Magang’s positive earnings growth in the first quarter, driven by higher unit gross dollar margins, reaffirms our view that the industry earnings uptrend remains intact. In our view, we believe the outlook for China’s steel industry would remain stable amid the current supply-side industry reforms. We have revised up our FY18E revenue and net profit estimates slightly by 3.2%/1.0%, respectively, on anticipation of higher steel product prices to outweigh cost pressure. Our price target remains unchanged at HKD4.5, based on 1.0x FY18E BVPS; maintain BUY.
Another year of solid growth amid deepening supply-side reforms. As the Chinese government has planned to shut down 30mn tons of obsolete capacity, whereas the apparent consumption of steel is expected to remain stable from 2018 to 2020. On the production front, the latest operating rate of China’s national blast furnace has rebounded to the level of the pre-winter closure period. China’s steel inventory has continued to come down since mid-Mar with downstream consumption picking up. Meanwhile, stabilisation in Asean hot rolled coil import and Middle East rebar spot prices reflects the impact of the U.S. tariffs on steel is diminishing. And in spite of the rebound in the iron ore import price led by the growing demand for higher grade materials and upsurge in coking coal prices amid insufficient domestic supply, the price spread between steel products and raw materials has recovered towards the Jan year-high.
Prudent business plan bearing fruits. Management guided that the company aims to maintain the scale of its production at last year’s level, with crude and steel production to be maintained at 19.85mn tons and 18.82mn tons, respectively. Since 4Q16, Magang has seen a substantial rebound in the ex-factory prices for most of its products, which boded well for margin expansion in 2017. We believe the uptrend would be sustainable through this year. In view of Magang’s management’s effort in optimising the product mix towards higher-end steel, we believe Magang would continue to benefit from higher steel prices, leading to higher unit dollar margins from RMB330/ton last year.

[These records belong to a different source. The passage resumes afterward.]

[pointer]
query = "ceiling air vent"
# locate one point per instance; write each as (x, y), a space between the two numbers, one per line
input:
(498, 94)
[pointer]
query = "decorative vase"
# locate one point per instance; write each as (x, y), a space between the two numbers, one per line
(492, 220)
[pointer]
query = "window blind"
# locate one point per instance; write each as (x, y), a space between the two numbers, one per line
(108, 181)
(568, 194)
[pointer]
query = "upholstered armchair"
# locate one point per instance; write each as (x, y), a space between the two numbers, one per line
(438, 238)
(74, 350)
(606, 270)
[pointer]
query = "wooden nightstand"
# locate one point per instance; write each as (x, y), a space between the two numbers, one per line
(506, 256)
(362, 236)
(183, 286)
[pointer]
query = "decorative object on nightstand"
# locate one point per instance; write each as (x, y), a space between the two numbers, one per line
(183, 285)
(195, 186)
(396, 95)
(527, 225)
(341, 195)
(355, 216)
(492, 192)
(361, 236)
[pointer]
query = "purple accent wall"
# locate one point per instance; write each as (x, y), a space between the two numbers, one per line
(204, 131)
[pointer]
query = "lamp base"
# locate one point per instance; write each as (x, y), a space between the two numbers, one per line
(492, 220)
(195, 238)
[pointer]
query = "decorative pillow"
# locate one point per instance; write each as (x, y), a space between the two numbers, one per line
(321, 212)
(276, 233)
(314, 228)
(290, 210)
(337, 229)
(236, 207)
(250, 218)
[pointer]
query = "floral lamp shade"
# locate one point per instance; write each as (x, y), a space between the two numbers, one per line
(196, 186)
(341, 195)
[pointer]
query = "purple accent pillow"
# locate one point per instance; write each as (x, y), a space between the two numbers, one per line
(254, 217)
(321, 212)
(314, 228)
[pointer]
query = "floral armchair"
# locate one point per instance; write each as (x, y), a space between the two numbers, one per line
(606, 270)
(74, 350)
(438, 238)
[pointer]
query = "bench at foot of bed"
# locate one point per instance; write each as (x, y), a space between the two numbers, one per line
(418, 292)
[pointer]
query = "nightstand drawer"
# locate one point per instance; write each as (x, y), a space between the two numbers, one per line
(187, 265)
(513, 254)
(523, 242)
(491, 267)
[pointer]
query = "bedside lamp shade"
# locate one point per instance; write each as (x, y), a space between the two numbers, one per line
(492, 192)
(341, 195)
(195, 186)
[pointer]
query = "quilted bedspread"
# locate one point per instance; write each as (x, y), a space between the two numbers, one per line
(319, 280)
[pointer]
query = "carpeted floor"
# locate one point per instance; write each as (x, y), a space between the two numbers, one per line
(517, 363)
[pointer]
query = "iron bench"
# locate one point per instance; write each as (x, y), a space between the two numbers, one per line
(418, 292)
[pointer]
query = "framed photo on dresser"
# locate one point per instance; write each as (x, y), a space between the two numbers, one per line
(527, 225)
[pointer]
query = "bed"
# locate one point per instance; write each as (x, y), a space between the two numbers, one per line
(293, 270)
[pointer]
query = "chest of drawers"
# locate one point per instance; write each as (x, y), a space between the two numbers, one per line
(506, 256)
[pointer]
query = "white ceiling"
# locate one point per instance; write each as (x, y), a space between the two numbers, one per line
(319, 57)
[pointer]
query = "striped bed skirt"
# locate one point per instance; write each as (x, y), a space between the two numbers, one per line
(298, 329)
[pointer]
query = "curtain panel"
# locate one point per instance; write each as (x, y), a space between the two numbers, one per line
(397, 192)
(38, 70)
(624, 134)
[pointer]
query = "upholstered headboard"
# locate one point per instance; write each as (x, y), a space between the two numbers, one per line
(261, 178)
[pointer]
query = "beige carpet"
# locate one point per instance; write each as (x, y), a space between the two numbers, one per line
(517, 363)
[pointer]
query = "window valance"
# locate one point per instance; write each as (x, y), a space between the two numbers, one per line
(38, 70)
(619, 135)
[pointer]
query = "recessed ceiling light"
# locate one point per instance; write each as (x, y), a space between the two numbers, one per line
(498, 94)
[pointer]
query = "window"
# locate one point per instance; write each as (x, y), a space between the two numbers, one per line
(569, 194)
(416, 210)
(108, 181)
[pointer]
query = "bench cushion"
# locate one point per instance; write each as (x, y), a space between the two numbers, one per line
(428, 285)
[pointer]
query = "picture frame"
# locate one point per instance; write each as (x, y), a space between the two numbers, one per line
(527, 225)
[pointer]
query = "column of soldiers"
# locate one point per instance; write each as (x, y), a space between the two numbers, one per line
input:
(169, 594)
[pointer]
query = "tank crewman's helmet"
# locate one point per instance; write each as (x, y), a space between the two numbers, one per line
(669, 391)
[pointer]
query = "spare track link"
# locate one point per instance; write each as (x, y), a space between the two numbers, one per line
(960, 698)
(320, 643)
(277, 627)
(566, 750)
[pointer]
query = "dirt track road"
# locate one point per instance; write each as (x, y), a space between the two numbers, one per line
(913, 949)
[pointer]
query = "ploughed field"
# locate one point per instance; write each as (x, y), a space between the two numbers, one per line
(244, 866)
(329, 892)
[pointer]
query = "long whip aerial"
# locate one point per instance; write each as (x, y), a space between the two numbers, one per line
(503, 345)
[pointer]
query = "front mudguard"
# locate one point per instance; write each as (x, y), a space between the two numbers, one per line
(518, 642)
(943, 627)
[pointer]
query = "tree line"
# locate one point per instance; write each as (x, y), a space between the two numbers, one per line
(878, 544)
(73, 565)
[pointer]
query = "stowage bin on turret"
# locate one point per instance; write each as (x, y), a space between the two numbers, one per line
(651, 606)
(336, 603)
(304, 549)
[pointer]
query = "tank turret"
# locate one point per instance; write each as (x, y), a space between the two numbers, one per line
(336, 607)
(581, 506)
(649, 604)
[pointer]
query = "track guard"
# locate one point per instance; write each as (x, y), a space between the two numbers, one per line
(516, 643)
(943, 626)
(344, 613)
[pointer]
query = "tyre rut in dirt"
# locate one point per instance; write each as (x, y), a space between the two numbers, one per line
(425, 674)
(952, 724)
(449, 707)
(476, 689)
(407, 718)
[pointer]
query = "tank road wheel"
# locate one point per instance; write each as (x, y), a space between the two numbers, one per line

Continuously improving free cash flow. Magang’s FY18E capex has been reduced from the FY17 level, with majority of the capex set aside for production upgrade and environmental protection related investment. As such, we foresee Magang to return to a net cash position by year-end, from ND/E at 27.7% end-17.
Room for further re-rating. Magang currently trades at 5.2x FY18E PER, which in our view looks attractive in light of its improving growth prospects. In terms of PBR and ROE, as our price target represents 1.0x FY18E PBR and given our expectation that its ROE will recover to c.16.8% in 2018, i.e. the level equivalent to the period between 2003 and 2005, we deem its current valuation undemanding, and thus, maintain Buy.